In this study, three ionic liquids were synthesized, with two of them being new. Therefore, halogen-alkanes, which were attached to the electroactive molecules ferrocene and TEMPO, were reacted with N-methylimidazole to yield the cation. Furthermore, 4,4′-bipyridine was modified by attaching a 2-ethylhexyl and an isopentyl group. In all three cases, the halogen anions were substituted by TFSI. The resulting ionic liquids were analyzed by DSC, which revealed the glass transition points for the ferrocene RAIL to be at −51 °C and for the TEMPO RAIL to be at −41 °C. No further phase transitions could be observed for these molecules. The viologen RAIL had one solid–liquid transition at 31 °C. Viologens are commonly reported in liquid crystal research, and oftentimes two phase transitions are reported [57], which were absent in our case.

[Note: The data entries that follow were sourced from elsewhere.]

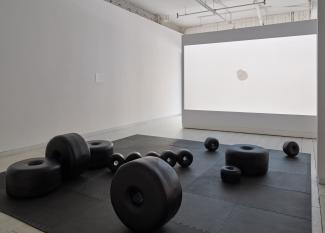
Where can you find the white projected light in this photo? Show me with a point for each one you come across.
(276, 75)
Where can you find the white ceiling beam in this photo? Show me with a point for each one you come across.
(213, 11)
(259, 14)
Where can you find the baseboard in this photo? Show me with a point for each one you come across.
(90, 134)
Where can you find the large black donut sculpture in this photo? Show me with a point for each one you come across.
(32, 178)
(250, 159)
(71, 151)
(146, 193)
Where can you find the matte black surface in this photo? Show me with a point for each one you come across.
(279, 202)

After the determination of the physical properties of the pure RAILs as well as 0.1 m binary mixtures of RAILs in Pyr₁₄TFSI, the mixtures were successfully used as electrolytes in EDLCs. There, sufficient redox activity was found in both half-cell and full-cell application with AC electrodes. While the rate capability for the ferrocene- and TEMPO-based electrolytes was limited, a feasible performance has been determined for the viologen-based EDLC. Furthermore, the EDLCs displayed a high cycling stability over 1000 cycles in combination with all RAIL-based electrolytes.